Три самоубийства! . . Это царский перстень, переливающийся
на пальце мумии… Три самоубийцы каждый вечер тихо поднимаются из оркестра… В переливах огромных огненных волн…
из самой глубины… этого не заметит никакая полиция… Вылетают три птички самоубийства… три крохотные
души… такие крохотные… что даже волны пламени не в силах
их поглотить… поверьте мне… пламя стонет… в глубине
мира… полиция ничего не видит. Старая кляча, древняя ворона… богатая вдова, отмеченная печатью смерти… с пышной
шевелюрой… воздушным гипюром… каждый вечер голосит на
краю пропасти…

Кто — даже не создал, а прямо-таки наколдовал эти головокружительные пассажи? Конечно же, эти горячечные, захлебывающиеся, рвущиеся на всем разбеге интонации могут принадлежать
только одному автору — Луи-Фердинанду Селину, литератору со
столь одиозной репутацией, что иной либерал, едва пробежав
глазами страничку с его биографией, сразу же — и совершенно
напрасно — отбросит книжку гения новейшей прозы.

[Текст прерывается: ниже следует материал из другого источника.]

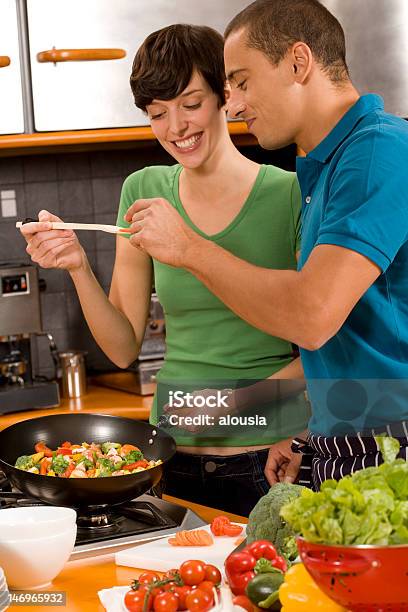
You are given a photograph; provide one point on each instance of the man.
(347, 305)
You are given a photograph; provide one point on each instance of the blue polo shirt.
(354, 188)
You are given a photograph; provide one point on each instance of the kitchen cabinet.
(12, 114)
(94, 92)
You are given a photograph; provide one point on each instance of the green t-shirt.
(208, 345)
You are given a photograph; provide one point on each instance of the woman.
(178, 79)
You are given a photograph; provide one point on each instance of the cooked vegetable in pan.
(85, 460)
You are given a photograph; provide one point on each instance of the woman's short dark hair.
(273, 26)
(165, 62)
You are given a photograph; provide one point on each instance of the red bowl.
(360, 578)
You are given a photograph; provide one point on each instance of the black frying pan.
(20, 438)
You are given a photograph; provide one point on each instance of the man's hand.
(158, 229)
(282, 464)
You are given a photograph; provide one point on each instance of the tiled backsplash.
(84, 187)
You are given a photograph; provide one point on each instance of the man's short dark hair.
(165, 62)
(273, 26)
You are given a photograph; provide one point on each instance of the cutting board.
(160, 556)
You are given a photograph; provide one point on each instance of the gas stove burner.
(111, 527)
(104, 521)
(4, 483)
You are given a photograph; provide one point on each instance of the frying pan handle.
(350, 565)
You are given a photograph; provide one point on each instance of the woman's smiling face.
(189, 126)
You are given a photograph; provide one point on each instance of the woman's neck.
(225, 166)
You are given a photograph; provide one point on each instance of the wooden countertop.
(98, 400)
(82, 579)
(80, 140)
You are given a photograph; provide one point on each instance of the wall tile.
(20, 199)
(106, 163)
(73, 166)
(12, 243)
(11, 170)
(151, 155)
(39, 196)
(54, 279)
(40, 168)
(54, 313)
(75, 198)
(106, 194)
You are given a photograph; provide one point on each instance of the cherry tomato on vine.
(166, 602)
(182, 593)
(134, 600)
(192, 572)
(199, 601)
(212, 573)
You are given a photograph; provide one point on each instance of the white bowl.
(32, 550)
(34, 520)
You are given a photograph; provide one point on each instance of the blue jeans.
(233, 483)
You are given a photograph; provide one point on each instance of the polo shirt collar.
(364, 105)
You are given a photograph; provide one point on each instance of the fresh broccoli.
(25, 462)
(265, 523)
(106, 446)
(133, 456)
(107, 467)
(59, 464)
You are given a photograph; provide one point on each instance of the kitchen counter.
(98, 400)
(82, 579)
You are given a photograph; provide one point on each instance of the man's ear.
(302, 60)
(227, 94)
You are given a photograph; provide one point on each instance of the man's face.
(262, 94)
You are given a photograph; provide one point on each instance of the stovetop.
(103, 530)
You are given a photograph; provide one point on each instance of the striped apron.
(335, 457)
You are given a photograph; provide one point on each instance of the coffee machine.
(20, 324)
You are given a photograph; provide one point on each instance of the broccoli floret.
(265, 523)
(106, 466)
(133, 456)
(59, 464)
(25, 462)
(106, 446)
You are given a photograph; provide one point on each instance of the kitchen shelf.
(82, 140)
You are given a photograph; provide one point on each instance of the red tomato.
(192, 572)
(182, 593)
(148, 577)
(244, 602)
(134, 600)
(171, 573)
(41, 448)
(212, 573)
(198, 601)
(165, 602)
(218, 524)
(64, 451)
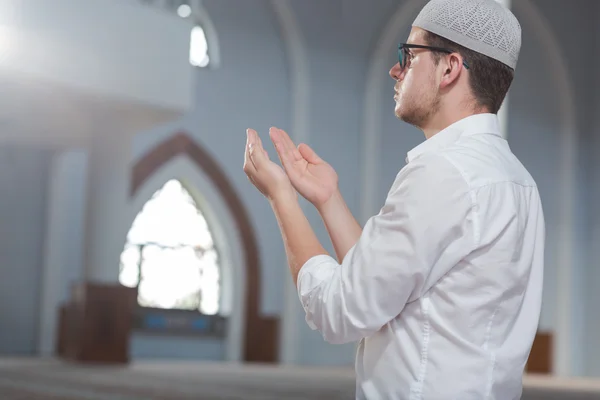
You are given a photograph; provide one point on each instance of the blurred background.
(136, 259)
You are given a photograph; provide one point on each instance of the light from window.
(184, 11)
(170, 254)
(198, 48)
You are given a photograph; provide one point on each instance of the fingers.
(256, 153)
(283, 140)
(309, 154)
(283, 151)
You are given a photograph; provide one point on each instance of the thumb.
(309, 154)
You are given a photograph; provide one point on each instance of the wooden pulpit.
(95, 325)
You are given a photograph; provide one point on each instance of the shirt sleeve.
(426, 226)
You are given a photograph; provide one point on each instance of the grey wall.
(23, 178)
(591, 149)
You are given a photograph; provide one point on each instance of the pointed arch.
(260, 333)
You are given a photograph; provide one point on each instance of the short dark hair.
(489, 78)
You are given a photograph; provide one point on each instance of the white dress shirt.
(444, 287)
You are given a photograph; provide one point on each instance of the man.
(443, 287)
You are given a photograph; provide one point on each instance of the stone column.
(106, 223)
(63, 241)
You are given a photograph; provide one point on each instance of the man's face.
(416, 90)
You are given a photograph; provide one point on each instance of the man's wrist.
(283, 198)
(333, 203)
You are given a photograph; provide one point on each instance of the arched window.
(170, 254)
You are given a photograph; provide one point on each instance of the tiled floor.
(36, 379)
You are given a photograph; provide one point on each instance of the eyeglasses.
(404, 56)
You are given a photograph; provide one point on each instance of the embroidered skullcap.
(484, 26)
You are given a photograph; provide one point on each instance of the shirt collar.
(478, 123)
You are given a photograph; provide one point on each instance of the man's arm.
(341, 225)
(301, 243)
(425, 228)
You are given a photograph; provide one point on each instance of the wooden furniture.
(540, 357)
(95, 325)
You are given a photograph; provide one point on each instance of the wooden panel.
(97, 324)
(540, 358)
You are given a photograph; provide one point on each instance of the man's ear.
(452, 66)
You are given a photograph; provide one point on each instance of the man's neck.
(442, 120)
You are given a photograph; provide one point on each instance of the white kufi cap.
(484, 26)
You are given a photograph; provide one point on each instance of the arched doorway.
(260, 333)
(170, 255)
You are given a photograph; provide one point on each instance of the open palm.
(312, 177)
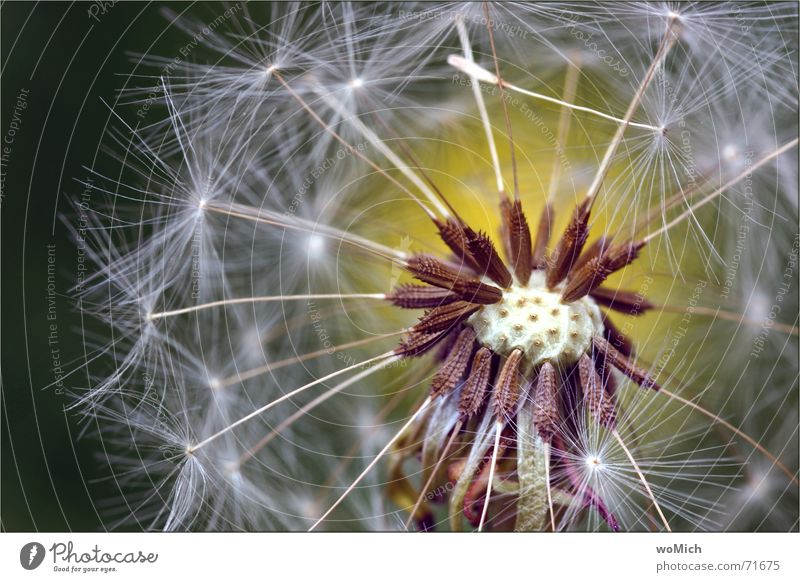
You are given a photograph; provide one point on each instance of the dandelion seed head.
(534, 319)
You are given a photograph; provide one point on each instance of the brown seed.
(445, 317)
(489, 261)
(616, 338)
(420, 296)
(506, 390)
(595, 271)
(600, 404)
(416, 343)
(570, 245)
(452, 233)
(433, 272)
(545, 402)
(539, 259)
(518, 239)
(608, 354)
(455, 365)
(597, 248)
(474, 391)
(626, 302)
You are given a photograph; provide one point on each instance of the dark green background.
(70, 64)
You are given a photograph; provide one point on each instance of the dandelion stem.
(498, 427)
(476, 91)
(642, 479)
(194, 448)
(357, 153)
(475, 71)
(263, 299)
(734, 430)
(502, 100)
(691, 210)
(605, 165)
(374, 461)
(570, 86)
(427, 485)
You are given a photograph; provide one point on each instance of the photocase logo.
(31, 555)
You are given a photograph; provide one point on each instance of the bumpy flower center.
(534, 319)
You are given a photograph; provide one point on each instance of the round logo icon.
(31, 555)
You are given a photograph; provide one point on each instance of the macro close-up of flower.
(462, 266)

Немногие знают, что в 1936 году он побывал в Ленинграде
и поразительно его описал. Поэтому — простите за обильные
цитаты: читать Селина — одно удовольствие, а сокращения, как
во всякой истинной поэзии, раскрошат форму этого демонстративно импрессионистичного и как бы бессвязного, а на деле —
литого куска и, соответственно, обеднят и исказят его содержание. А оно воистину удивительно.

«Три карты»! Офицер ставит на всё… Что там за движение?. . Прямо из ада… выскакивают черти с хвостами из пакли,
подпрыгивают, дрыгают ногами… все надежды, утраты, муки
совести сплетаются в один узел… всю сцену захлестывают
волны безумной ненависти… Начинается дикая сарабанда! Из
объятого пламенем оркестра доносятся мучительные звуки
скрипок… вы чувствуете приближение опасности… старая
карга… воет! Пропасть уже разверзлась… Старуха валится
набок… Она так ничего и не сказала… А Пиковая Дама должна была сказать все! . . Она могла сказать все! Но она стала совсем невесомой, легче шерстинки… меньше вспорхнувшей вверх
птички… грешной покинувшей тело души… испустила последний вздох… Ее тело при этом не издало ни малейшего звука…
на огромной сцене осталось лежать маленькое сморщенное чучело, все в папильотках… Даже музыка кажется тяжелее, чем
это слабое шуршание ткани… Засохший желтый шелковистый
лист… падая, слегка коснулся нас. Это Судьба1.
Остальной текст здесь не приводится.